Encore un chaînon manquant! Mack Sennett, premier producteur-réalisateur vraiment spécialisé dans la comédie aux Etats-Unis, a toujours revendiqué un double héritage: celui du burlesque Français (En particulier les films Pathé des temps héroïques), et celui du maître David Wark Griffith, qui était à la Biograph son employeur principal. On voit ici la jonction des deux, dans l'un des premiers films non seulement interprétés, mais aussi écrits, par Sennett.

Il y interprète un personnage de dandy (Dont les historiens pensent qu'il serait un hommage appuyé à Max Linder, ce que le nom Français du personnage dans le script semble devoir confirmer) qui a cassé une tringle à rideau chez des amis et qui va se mettre en quatre pour la remplacer, déclenchant au passage le chaos dans les rues où il passe.

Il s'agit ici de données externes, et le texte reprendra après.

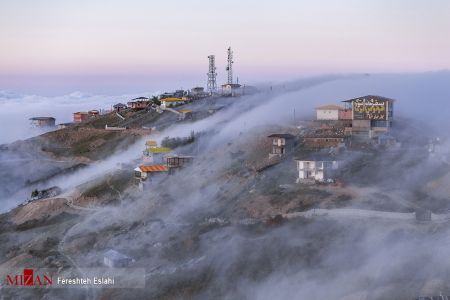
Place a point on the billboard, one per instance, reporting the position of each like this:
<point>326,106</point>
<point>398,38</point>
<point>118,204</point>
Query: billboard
<point>369,109</point>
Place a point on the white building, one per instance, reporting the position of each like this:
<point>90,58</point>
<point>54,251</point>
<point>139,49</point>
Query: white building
<point>316,168</point>
<point>328,112</point>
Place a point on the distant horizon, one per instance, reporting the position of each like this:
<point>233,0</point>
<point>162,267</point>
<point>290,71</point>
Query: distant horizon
<point>51,46</point>
<point>165,86</point>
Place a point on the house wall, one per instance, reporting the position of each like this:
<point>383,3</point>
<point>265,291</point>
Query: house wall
<point>317,170</point>
<point>315,143</point>
<point>327,114</point>
<point>345,114</point>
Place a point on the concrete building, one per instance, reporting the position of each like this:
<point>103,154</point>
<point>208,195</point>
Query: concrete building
<point>231,89</point>
<point>324,138</point>
<point>282,143</point>
<point>143,172</point>
<point>171,102</point>
<point>139,103</point>
<point>316,167</point>
<point>114,259</point>
<point>80,116</point>
<point>371,115</point>
<point>42,122</point>
<point>185,114</point>
<point>119,107</point>
<point>178,161</point>
<point>328,112</point>
<point>65,125</point>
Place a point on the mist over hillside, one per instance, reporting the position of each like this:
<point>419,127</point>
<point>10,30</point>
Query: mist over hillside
<point>221,230</point>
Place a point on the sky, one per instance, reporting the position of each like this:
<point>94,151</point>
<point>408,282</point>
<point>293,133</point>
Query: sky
<point>52,47</point>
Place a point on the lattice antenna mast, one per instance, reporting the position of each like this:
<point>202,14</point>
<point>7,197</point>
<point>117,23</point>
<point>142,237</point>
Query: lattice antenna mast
<point>212,75</point>
<point>230,66</point>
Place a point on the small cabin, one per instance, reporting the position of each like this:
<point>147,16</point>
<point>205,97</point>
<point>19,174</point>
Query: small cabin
<point>114,259</point>
<point>328,112</point>
<point>143,172</point>
<point>80,116</point>
<point>139,103</point>
<point>42,122</point>
<point>185,114</point>
<point>316,167</point>
<point>282,143</point>
<point>178,161</point>
<point>231,89</point>
<point>119,107</point>
<point>172,101</point>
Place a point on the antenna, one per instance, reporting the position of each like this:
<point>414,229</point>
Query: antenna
<point>230,66</point>
<point>212,75</point>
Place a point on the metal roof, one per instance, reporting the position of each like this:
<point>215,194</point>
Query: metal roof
<point>330,107</point>
<point>42,118</point>
<point>156,168</point>
<point>379,98</point>
<point>282,135</point>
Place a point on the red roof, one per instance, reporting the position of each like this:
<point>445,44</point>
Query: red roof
<point>157,168</point>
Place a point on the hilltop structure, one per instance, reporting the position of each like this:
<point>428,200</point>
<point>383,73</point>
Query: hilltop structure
<point>42,122</point>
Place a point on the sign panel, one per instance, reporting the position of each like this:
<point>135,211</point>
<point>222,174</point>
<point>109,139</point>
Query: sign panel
<point>369,109</point>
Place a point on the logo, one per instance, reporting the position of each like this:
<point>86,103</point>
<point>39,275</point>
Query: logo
<point>28,278</point>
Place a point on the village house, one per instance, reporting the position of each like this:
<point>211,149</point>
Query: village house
<point>41,122</point>
<point>151,143</point>
<point>231,89</point>
<point>80,116</point>
<point>178,161</point>
<point>139,103</point>
<point>282,143</point>
<point>114,259</point>
<point>371,115</point>
<point>144,172</point>
<point>328,112</point>
<point>185,114</point>
<point>171,102</point>
<point>65,125</point>
<point>119,107</point>
<point>324,138</point>
<point>316,166</point>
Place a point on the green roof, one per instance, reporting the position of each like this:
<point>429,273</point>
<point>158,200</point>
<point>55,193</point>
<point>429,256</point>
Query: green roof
<point>159,150</point>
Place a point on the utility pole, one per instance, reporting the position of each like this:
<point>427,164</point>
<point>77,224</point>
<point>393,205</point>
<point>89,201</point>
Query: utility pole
<point>212,75</point>
<point>229,67</point>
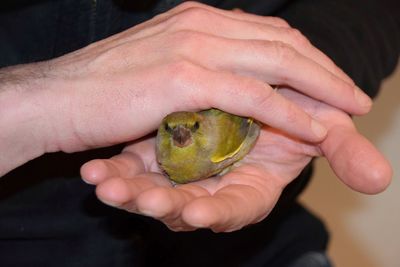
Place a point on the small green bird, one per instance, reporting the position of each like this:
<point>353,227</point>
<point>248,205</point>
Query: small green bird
<point>196,145</point>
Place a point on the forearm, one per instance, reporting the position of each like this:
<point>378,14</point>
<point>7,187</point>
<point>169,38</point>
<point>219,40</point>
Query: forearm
<point>22,122</point>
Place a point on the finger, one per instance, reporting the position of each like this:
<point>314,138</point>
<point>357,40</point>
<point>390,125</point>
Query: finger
<point>122,165</point>
<point>166,204</point>
<point>356,161</point>
<point>275,63</point>
<point>243,96</point>
<point>122,193</point>
<point>245,199</point>
<point>237,26</point>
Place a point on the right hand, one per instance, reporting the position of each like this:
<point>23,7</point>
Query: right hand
<point>192,57</point>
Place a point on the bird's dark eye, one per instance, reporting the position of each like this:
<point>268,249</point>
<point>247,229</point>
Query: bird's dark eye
<point>196,125</point>
<point>167,128</point>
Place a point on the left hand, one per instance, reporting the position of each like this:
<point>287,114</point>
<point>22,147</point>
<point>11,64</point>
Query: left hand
<point>133,181</point>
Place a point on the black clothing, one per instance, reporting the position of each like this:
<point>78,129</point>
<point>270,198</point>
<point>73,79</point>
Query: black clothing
<point>48,216</point>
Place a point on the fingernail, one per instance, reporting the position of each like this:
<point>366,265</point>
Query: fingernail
<point>110,203</point>
<point>362,98</point>
<point>318,129</point>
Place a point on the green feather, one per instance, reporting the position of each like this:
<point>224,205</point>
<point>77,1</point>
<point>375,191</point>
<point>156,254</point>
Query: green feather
<point>192,146</point>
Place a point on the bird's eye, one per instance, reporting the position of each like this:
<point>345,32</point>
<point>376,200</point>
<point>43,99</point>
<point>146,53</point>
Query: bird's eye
<point>196,125</point>
<point>167,128</point>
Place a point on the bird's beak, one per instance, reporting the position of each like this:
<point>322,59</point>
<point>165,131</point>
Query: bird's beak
<point>181,136</point>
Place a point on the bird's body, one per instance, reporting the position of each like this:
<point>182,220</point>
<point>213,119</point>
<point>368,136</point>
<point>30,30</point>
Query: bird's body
<point>196,145</point>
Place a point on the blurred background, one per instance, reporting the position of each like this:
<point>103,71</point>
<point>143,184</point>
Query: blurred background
<point>365,230</point>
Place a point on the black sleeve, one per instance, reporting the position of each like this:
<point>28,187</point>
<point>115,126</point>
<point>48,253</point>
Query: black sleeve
<point>362,37</point>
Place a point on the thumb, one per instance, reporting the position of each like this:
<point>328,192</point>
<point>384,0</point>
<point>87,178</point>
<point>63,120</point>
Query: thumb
<point>356,161</point>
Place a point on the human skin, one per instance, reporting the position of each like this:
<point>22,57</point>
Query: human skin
<point>134,182</point>
<point>192,57</point>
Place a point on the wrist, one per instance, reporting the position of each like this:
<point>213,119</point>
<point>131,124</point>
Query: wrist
<point>22,123</point>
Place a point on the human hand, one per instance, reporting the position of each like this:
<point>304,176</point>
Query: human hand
<point>134,182</point>
<point>192,57</point>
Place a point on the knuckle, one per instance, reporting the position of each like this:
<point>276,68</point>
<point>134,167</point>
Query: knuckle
<point>278,22</point>
<point>297,37</point>
<point>186,5</point>
<point>189,17</point>
<point>181,73</point>
<point>264,99</point>
<point>283,53</point>
<point>187,41</point>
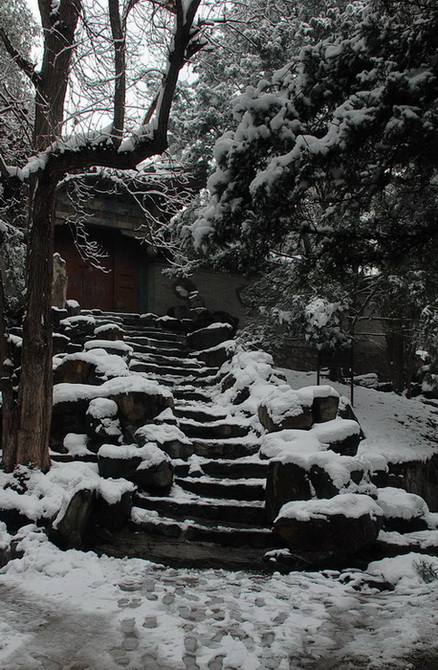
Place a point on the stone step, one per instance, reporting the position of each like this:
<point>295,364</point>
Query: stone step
<point>225,468</point>
<point>69,458</point>
<point>230,536</point>
<point>182,554</point>
<point>189,506</point>
<point>234,447</point>
<point>220,429</point>
<point>212,487</point>
<point>162,358</point>
<point>198,412</point>
<point>173,352</point>
<point>157,334</point>
<point>190,393</point>
<point>176,371</point>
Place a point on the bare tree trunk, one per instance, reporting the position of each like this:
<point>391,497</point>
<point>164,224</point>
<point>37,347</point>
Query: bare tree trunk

Ce qui commence comme une comédie domestique se termine par une course poursuite délirante impliquant au moins une cinquantaine de passants...

Le film a éé un gros succès, et est très réussi. Il porte en plus la marque des grands Biograph: une invention formelle qui se manifeste dans deux plans spécifiques; un gros plan appuyé sur un personnage à la fin, et surtout un plan dans lequel on suit de gauche à droite un personnage qui sort de chez lui, dans un mouvement de caméra dont Billy Bitzer était pourtant avare à cette époque. On comprend maintenant que Griffith, qui détestait la comédie et avait dû être affligé par le résultat de ce tournage aussi réussi soit-il, ait ensuite confié la direction des comédies à une autre: Frank Powell, puis Mack Sennett justement à partir de 1911. Et le monde du cinéma en a été durablement influencé...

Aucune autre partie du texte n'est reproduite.